Conclusion, Investment Implications, Strategy

Haemonetics Corp (HAE) is amid favorable conditions to resume its October 2020 Strategic advance from major underlying support near $105.19, which is currently being tested.  A sustained rise above this area would target an additional 25% rise to $142.11 per share. 

Analysis and Rationale

Haemonetics Corporation (HAE), a healthcare company, provides hematology products and solutions. It operates through three segments: Plasma, Blood Center, and Hospital.
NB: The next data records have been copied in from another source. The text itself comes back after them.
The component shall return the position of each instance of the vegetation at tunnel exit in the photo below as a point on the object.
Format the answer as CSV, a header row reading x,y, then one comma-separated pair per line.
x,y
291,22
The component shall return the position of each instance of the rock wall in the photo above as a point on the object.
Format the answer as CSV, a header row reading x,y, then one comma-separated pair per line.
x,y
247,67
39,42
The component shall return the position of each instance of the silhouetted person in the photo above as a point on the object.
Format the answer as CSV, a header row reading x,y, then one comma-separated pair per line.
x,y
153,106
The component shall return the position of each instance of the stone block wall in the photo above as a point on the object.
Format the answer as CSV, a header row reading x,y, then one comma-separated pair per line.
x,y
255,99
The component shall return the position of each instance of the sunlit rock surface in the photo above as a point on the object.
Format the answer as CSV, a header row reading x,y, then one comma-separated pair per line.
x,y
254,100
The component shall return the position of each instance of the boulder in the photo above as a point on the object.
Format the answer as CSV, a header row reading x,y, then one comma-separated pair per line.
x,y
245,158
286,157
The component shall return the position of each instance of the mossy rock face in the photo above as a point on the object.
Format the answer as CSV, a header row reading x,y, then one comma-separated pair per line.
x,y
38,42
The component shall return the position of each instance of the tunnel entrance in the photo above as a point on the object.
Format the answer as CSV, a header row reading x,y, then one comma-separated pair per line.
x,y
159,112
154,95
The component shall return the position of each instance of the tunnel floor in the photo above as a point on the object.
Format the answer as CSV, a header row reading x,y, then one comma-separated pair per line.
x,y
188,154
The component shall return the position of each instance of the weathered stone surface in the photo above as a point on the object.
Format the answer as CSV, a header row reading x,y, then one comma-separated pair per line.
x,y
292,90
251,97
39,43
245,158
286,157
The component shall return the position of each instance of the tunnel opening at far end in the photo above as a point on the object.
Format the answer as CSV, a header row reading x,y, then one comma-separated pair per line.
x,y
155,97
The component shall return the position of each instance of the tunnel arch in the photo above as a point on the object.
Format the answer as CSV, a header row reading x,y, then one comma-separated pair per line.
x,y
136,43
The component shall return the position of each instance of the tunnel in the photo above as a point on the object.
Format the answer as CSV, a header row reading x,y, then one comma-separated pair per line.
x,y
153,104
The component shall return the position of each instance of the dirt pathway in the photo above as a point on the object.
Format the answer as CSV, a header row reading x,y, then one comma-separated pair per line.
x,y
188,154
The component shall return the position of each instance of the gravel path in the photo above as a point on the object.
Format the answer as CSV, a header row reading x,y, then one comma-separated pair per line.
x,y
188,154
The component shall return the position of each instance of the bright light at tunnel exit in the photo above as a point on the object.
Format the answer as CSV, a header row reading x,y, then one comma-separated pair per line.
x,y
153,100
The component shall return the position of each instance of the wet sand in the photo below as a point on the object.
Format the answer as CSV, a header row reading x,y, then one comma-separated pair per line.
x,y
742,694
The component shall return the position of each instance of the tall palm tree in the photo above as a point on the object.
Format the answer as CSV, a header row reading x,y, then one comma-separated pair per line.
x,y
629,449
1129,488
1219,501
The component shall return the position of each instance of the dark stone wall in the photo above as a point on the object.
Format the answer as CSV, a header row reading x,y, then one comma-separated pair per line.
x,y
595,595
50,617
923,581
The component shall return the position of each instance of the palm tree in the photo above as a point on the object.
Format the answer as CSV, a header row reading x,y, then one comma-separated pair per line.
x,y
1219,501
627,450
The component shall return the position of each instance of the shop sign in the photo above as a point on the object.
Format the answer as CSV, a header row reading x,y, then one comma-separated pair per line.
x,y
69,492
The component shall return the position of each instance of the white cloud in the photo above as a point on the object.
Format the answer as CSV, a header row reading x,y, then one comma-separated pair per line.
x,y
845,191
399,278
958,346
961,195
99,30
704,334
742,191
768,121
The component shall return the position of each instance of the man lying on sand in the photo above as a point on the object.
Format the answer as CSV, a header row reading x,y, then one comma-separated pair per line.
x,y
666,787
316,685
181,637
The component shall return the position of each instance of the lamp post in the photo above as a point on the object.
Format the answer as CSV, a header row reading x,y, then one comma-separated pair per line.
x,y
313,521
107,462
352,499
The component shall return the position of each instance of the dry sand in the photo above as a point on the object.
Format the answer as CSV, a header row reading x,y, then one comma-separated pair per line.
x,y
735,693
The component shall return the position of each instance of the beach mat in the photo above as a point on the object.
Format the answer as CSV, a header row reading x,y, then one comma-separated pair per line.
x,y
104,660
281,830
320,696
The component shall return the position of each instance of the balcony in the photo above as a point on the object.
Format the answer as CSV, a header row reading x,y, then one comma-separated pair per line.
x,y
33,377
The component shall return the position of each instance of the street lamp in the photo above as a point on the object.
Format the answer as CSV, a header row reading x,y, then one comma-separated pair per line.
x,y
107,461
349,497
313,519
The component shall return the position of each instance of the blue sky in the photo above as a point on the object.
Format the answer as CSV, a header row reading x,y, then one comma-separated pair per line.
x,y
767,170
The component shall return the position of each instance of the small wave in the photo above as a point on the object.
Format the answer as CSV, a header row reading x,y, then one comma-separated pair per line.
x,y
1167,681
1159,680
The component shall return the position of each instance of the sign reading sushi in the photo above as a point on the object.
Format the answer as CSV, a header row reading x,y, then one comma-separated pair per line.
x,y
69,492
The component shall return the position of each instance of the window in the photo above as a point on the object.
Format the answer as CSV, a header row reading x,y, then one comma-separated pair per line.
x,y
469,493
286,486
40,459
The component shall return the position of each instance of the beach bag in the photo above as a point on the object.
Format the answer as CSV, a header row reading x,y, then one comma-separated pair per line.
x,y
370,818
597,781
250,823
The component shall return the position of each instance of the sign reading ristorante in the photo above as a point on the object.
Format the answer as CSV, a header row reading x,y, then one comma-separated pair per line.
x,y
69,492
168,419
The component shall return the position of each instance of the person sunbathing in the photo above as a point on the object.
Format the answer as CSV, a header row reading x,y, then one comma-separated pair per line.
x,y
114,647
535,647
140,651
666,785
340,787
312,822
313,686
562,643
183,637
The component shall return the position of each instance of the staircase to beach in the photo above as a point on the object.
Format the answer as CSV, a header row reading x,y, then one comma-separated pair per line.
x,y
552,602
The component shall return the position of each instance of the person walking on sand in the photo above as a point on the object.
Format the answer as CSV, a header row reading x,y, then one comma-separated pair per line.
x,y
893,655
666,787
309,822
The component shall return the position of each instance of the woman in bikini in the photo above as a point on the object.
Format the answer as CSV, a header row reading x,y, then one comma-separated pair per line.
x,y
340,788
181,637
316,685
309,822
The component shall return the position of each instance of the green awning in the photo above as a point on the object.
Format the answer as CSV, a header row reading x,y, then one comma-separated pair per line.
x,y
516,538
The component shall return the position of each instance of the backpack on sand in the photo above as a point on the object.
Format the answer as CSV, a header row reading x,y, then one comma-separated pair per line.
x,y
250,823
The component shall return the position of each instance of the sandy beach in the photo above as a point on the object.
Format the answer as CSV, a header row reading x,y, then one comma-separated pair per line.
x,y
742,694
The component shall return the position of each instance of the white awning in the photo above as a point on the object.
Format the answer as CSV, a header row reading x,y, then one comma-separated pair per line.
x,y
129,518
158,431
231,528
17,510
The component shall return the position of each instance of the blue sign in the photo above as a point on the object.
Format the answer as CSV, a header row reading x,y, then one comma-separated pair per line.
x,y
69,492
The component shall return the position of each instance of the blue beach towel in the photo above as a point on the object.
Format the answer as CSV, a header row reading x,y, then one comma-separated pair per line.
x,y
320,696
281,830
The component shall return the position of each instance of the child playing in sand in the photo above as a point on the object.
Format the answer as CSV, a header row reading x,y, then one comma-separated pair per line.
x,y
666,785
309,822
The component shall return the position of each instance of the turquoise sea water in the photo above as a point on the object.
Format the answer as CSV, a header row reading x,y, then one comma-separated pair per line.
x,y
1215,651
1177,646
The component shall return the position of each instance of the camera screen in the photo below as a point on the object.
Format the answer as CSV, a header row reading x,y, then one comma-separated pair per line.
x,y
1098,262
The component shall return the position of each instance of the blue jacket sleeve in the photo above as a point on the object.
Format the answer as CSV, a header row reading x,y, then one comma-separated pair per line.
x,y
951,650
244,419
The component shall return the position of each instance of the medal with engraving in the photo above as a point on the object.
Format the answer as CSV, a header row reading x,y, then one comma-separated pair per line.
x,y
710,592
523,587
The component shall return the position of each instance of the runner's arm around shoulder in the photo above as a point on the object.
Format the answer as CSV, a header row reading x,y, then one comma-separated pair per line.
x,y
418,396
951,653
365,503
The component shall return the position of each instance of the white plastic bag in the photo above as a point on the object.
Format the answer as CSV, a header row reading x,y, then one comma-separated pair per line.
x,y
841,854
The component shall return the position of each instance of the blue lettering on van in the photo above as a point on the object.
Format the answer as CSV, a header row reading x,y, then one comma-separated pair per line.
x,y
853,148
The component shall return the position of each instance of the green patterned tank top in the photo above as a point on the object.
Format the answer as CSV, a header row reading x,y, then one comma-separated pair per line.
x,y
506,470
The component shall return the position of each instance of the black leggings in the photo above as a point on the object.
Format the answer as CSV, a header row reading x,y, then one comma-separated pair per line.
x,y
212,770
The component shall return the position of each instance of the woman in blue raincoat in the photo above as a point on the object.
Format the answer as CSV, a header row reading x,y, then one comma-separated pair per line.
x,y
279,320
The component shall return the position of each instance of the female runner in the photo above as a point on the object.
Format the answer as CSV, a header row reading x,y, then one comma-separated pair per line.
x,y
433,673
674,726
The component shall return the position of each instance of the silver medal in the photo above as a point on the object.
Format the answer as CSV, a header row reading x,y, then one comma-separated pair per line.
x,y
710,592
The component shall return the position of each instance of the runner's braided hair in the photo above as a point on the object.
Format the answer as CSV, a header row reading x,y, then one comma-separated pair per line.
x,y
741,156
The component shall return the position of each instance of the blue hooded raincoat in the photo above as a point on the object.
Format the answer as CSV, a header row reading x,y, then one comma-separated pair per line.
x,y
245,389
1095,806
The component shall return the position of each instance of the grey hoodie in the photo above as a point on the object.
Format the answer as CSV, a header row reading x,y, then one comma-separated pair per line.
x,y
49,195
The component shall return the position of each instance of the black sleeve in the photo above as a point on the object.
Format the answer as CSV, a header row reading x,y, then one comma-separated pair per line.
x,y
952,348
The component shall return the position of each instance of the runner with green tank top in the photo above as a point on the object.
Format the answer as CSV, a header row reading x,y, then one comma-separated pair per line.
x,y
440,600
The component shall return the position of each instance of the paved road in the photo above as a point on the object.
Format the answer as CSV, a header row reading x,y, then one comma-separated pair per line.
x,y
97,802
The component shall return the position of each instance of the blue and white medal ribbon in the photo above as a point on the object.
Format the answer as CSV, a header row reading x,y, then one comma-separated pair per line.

The company offers automated plasma collection devices, related disposables, and software, including NexSys PCS and PCS2 plasmapheresis equipment and related disposables and intravenous solutions, as well as integrated information technology platforms for plasma customers to manage their donors, operations, and supply chain; and NexLynk DMS donor management system. Haemonetics Corporation was founded in 1971 and is headquartered in Boston, Massachusetts.

The rightmost green highlights in Chart 1 below show that HAE is testing major underlying support at its 200-day moving average, currently at $105.19 while hovering at monthly (our Tactical time period) oversold extremes. The other green highlights show that previous similar oversold extremes on Jan 28th, and in September and August 2020, helped trigger the resumption of the stock’s October 2020 major uptrend as defined by the 200-day MA.  This sets up a low-risk buying opportunity because, If that major uptrend is still valid, this is where it should resume.

Chart 1

A sustained rise above the $105.19 area would indicate this is indeed the case and would target an additional 25% rise to $142.11 per share. 

Table 1 below shows that considering the aforementioned upside target and a protective stop placed below the $109.54 area, a long entry price of $113.76 would provide a 1:6.7 risk/reward ratio (risking $1.00 to make $6.70) with an initial risk of 3.7%.